# The Best Kept Secret to Gains that Costs Nothing



## chicken_hawk (Jun 29, 2014)

One thing that comes with time, growing older and running into brick walls is you come to know your limitations.  You also, look back at your youth and training history and notice patterns. Ones you were to stubborn to see early on. You begin to see how lifting ties into life and other patterns you have discovered. 

So, what is this big secret to a variable plethora of endless gains? Simple, it is planned change. Huh...duh...I know, that's no secret at all. Well, it is unless you have change in your plan. Most meatheads will run into a wall...hang out for a few weeks and then try to do more of the thing that is not working. 

Examples of what I see and read everyday.
Bulking: stop making gains so I eat more and get fat.
Cutting: stop leaning out so I eat less and spend more time in the hampster wheel only to loose muscle.
Training: stop seeing progess so I add more weight and volume only to feel more run down.
AAS: don't feel huge so I add more Rx only to empty my wallet and male fewer gains and then decide I need slin and gh to grow.

What should I be doing.
Bulking: Eat big, but PLAN to reduce calories for 2 weeks out of 8.
Cutting: Carb cycle...duh or PLAN to add calories every 4th week for a week.
Training: Plers PLAN to reduce load every 4th week, BBers PLAN to reduce volume every 5th or 6th week.
AAS: PLAN shorter cycles and cruise for two weeks between them.
HGH: PLAN to take a month off every 5 or 6.
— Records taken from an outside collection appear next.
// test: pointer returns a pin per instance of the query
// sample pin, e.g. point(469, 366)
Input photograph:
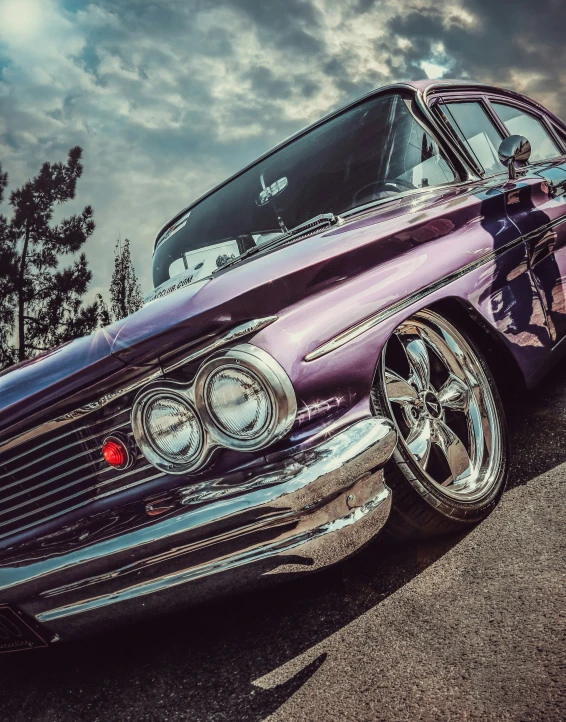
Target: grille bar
point(42, 472)
point(52, 441)
point(64, 472)
point(66, 510)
So, there you have it things you already know, but probably don't do. And excuse the sarcasm,  but experience tells me most won't. I know most of my gym rat buddies think my secret is some sort of AAS I won't tell them about, so they just keep trying to run through the wall. Unfortunately,  that is not how our body works best.


Hawk


----------



## txpipeliner88 (Jun 29, 2014)

Great post Hawk. It's always educational reading your write ups.


----------



## Enigmatic707 (Jun 29, 2014)

Very good and insightful info from a true vet!


----------



## The Grim Repper (Jun 30, 2014)

Damn straight CH.  Very good post filled with wisdom which has sprung from experience - can't be bought or taught, it's earned.
Thanks for that bro.
G.


----------



## Alinshop (Jun 30, 2014)

Another insightful post by "The Hawk." Thank you brutha.


----------



## Sandpig (Jun 30, 2014)

The Grim Repper said:


> can't be bought or taught, it's earned.
> Thanks for that bro.
> G.



Exactly!

:headbang:


----------



## d2r2ddd (Jun 30, 2014)

Good 1 CH!! :headbang:


----------



## Big-John (Jul 1, 2014)

Nice read hawk!


----------



## srd1 (Jul 1, 2014)

Cool read brother!!!


----------



## DaveWallerCB (Jul 1, 2014)

Thanks bro!


----------



## FordFan (Jul 2, 2014)

Great info


----------



## pacman1323 (Jul 2, 2014)

Thanks for the insight.


----------



## thebrick (Jul 3, 2014)

Good post with great advice.


----------



## chicken_hawk (Jul 4, 2014)

thebrick said:


> Good post with great advice.



Thanks,  coming from you that means alot brother.

Hawk


----------